KEY POINTS

  • The Hubble's 2016 photo of the Stingray Nebula shows massive changes from its appearance in 1996
  • The "dramatic" and "weird" changes have been attributed to a central star inside the nebula 
  • The star is believed to have experienced a rapid rise in heat followed by a cooling phase

The wavy edges and the bright blue tendrils that earned the Stingray Nebula its aquatic-themed name have all but disappeared, and it's a change no one saw coming.

After analyzing a snapshot of the Stingray Nebula NASA's Hubble Space Telescope took in 2016, astronomers found that the magnificent-colored nebula has drastically changed since 1996 when it still boasted bright blue colors and a very distinguishable shape.

When the old and new photos are placed side-by-side, it can be seen that the nebula, officially called Hen 3-1357, has dimmed significantly and no longer pops out of the black velvet background of the universe.

“This is very, very dramatic, and very weird,” team member Martín A. Guerrero of the Instituto de Astrofísica de Andalucía in Granada, Spain, said in a statement on the Hubble website. “What we’re witnessing is a nebula’s evolution in real time. In a span of years, we see variations in the nebula. We have not seen that before with the clarity we get with this view.”

The oxygen emission in the Stingray Nebula dropped in brightness by a factor of nearly 1,000 between the years 1996 and 2016, researchers said. Astronomers also found unprecedented changes in the light emitted by glowing nitrogen, hydrogen and oxygen being blasted off by the dying star at the center of the nebula, according to a NASA article.

Stingray Nebula 1996 vs 2016
This image compares two drastically different portraits of the Stingray nebula captured by NASA’s Hubble Space Telescope 20 years apart. The image on the left, taken with the Wide Field and Planetary Camera 2 in March 1996, shows the nebula’s central star in the final stages of its life. The gas being puffed off by the dying star is much brighter when compared to the image of the nebula at the right, captured in January 2016 using the Wide Field Camera 3. NASA/ESA/B. Balick (University of Washington), M. Guerrero (Instituto de Astrofísica de Andalucía) and G. Ramos-Larios (Universidad de Guadalajara)
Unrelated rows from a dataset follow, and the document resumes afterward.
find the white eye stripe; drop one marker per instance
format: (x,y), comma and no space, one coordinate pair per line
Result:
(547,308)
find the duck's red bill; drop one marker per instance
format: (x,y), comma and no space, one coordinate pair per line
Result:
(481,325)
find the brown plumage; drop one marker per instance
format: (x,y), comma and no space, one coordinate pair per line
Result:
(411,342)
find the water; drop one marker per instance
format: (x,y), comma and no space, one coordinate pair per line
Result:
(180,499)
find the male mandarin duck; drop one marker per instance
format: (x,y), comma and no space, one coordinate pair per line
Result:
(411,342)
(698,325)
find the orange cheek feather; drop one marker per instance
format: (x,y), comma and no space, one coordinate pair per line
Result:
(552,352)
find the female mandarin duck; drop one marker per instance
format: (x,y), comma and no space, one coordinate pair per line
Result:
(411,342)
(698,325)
“Changes in nebulae have been seen before, but what we have here are changes in the fundamental structure of the nebula,” said the leader of the new research Bruce Balick of the University of Washington, Seattle.
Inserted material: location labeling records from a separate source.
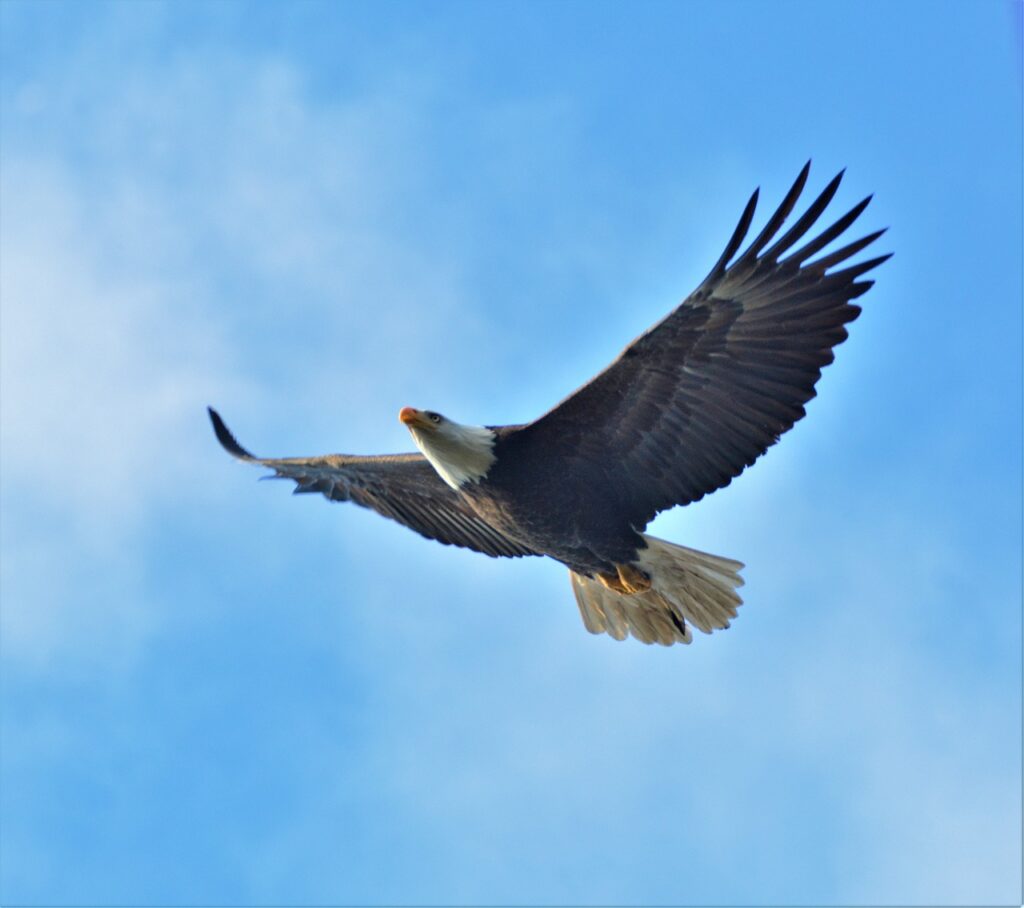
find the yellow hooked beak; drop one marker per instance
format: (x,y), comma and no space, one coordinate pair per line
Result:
(414,419)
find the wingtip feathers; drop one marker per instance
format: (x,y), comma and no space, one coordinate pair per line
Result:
(226,439)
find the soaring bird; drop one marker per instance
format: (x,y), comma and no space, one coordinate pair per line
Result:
(684,408)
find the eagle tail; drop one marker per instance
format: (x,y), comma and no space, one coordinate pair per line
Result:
(688,588)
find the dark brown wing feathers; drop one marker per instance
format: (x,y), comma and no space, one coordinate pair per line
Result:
(403,487)
(699,396)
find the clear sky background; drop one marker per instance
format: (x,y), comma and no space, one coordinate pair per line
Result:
(310,215)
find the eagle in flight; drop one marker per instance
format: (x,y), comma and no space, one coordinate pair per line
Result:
(684,408)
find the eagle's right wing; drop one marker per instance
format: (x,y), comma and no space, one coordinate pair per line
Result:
(403,487)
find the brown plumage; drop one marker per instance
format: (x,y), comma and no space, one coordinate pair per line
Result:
(685,407)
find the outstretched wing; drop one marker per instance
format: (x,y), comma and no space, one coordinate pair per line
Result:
(700,395)
(403,487)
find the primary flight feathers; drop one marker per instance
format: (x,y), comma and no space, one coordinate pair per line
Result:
(684,408)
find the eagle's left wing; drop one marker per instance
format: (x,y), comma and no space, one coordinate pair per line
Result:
(705,392)
(403,487)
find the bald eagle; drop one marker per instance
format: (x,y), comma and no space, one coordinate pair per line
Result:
(684,408)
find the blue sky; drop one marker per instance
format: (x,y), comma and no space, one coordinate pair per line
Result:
(311,215)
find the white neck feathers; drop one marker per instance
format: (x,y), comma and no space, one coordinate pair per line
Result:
(461,455)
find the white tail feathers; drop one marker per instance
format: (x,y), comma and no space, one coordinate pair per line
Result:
(687,588)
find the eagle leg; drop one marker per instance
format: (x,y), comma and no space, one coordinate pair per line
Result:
(627,580)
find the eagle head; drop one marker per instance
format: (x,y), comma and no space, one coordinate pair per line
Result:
(461,455)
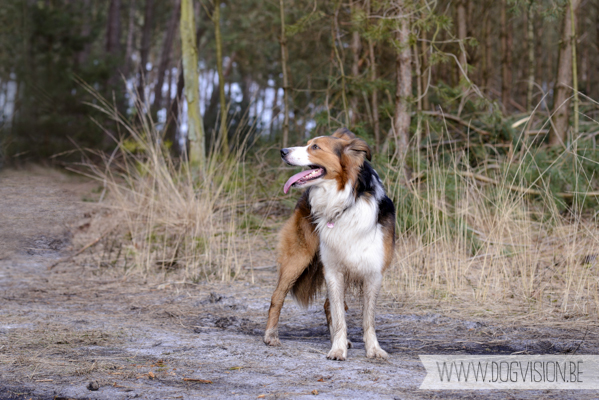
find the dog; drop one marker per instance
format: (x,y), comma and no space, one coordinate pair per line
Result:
(342,234)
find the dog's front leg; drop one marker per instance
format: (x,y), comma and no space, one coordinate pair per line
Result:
(371,288)
(336,290)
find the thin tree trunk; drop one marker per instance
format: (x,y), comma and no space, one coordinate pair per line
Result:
(165,56)
(506,78)
(113,30)
(85,31)
(462,34)
(146,39)
(275,111)
(285,77)
(355,48)
(375,102)
(113,38)
(197,152)
(418,71)
(563,80)
(424,68)
(487,56)
(403,90)
(531,54)
(130,32)
(221,79)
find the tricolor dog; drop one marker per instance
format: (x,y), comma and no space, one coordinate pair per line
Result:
(342,234)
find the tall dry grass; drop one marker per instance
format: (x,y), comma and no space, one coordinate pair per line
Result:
(494,243)
(480,240)
(166,214)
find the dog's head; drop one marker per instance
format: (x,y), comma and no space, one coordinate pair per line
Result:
(336,157)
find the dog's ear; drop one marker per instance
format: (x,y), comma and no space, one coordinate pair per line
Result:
(359,145)
(344,133)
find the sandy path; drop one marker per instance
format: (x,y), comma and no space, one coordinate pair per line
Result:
(60,330)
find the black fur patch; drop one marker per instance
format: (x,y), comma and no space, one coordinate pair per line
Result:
(387,214)
(366,180)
“In most studies, the nebula usually gets bigger. Here, it’s fundamentally changing its shape and getting fainter, and doing so on an unprecedented time scale. Moreover, to our surprise, it’s not growing any larger. Indeed, the once-bright inner elliptical ring seems to be shrinking as it fades," he added.
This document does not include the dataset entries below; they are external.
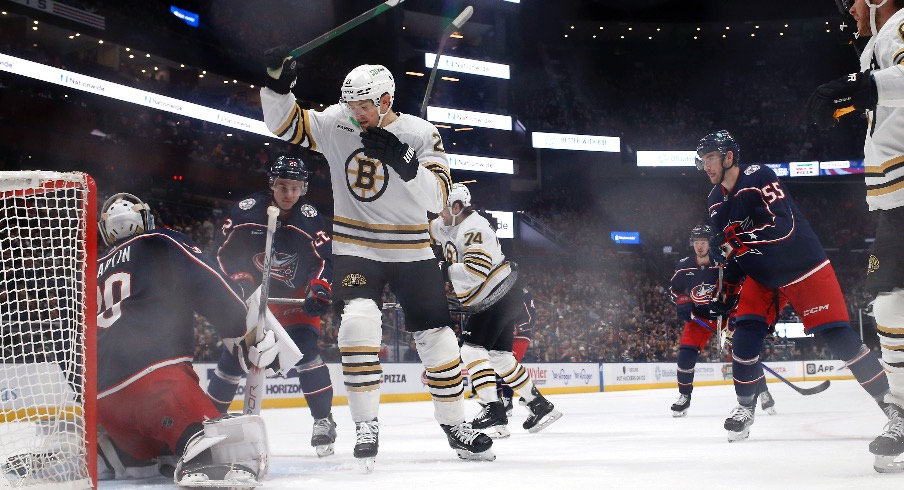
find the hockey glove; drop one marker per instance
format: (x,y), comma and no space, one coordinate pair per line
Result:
(852,93)
(280,70)
(317,302)
(444,269)
(386,147)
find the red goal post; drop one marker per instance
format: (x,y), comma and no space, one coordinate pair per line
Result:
(48,355)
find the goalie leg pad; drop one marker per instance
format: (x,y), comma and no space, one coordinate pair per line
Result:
(888,308)
(483,378)
(231,450)
(439,352)
(360,334)
(513,373)
(863,363)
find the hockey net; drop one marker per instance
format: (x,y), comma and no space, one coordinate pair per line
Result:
(48,374)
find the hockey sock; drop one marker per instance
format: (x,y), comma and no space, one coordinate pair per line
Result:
(513,373)
(747,344)
(225,381)
(483,378)
(863,363)
(687,359)
(314,379)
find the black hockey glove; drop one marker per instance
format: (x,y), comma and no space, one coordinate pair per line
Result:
(317,302)
(280,69)
(386,147)
(444,269)
(853,93)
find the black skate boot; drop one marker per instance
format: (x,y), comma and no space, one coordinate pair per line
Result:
(469,443)
(890,444)
(367,442)
(324,435)
(679,408)
(492,420)
(739,421)
(542,413)
(767,403)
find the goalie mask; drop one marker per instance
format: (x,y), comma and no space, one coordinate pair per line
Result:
(122,216)
(368,82)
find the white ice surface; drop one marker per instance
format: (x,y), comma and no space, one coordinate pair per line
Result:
(616,440)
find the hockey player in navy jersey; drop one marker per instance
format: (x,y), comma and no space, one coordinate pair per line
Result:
(150,283)
(877,90)
(302,268)
(765,239)
(484,281)
(388,170)
(692,288)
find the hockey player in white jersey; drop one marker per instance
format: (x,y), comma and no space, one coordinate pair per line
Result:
(485,283)
(388,170)
(878,91)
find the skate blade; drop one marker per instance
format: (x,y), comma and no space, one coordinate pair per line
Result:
(546,422)
(738,436)
(887,464)
(498,432)
(466,455)
(325,450)
(367,464)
The researchers studying the Stingray Nebula noted that the change in brightness is due to a response in its central star, SAO 244567. The central star has been expanding due to a temperature drop, thus emitting less ionizing radiation.

It is not yet certain at this time what’s in store for the young nebula in the future. However, astronomers believe that based on the current rate of its fading, the Stingray Nebula, which is 18,260 light-years away from Earth, may barely be detectable in 20 or 30 years.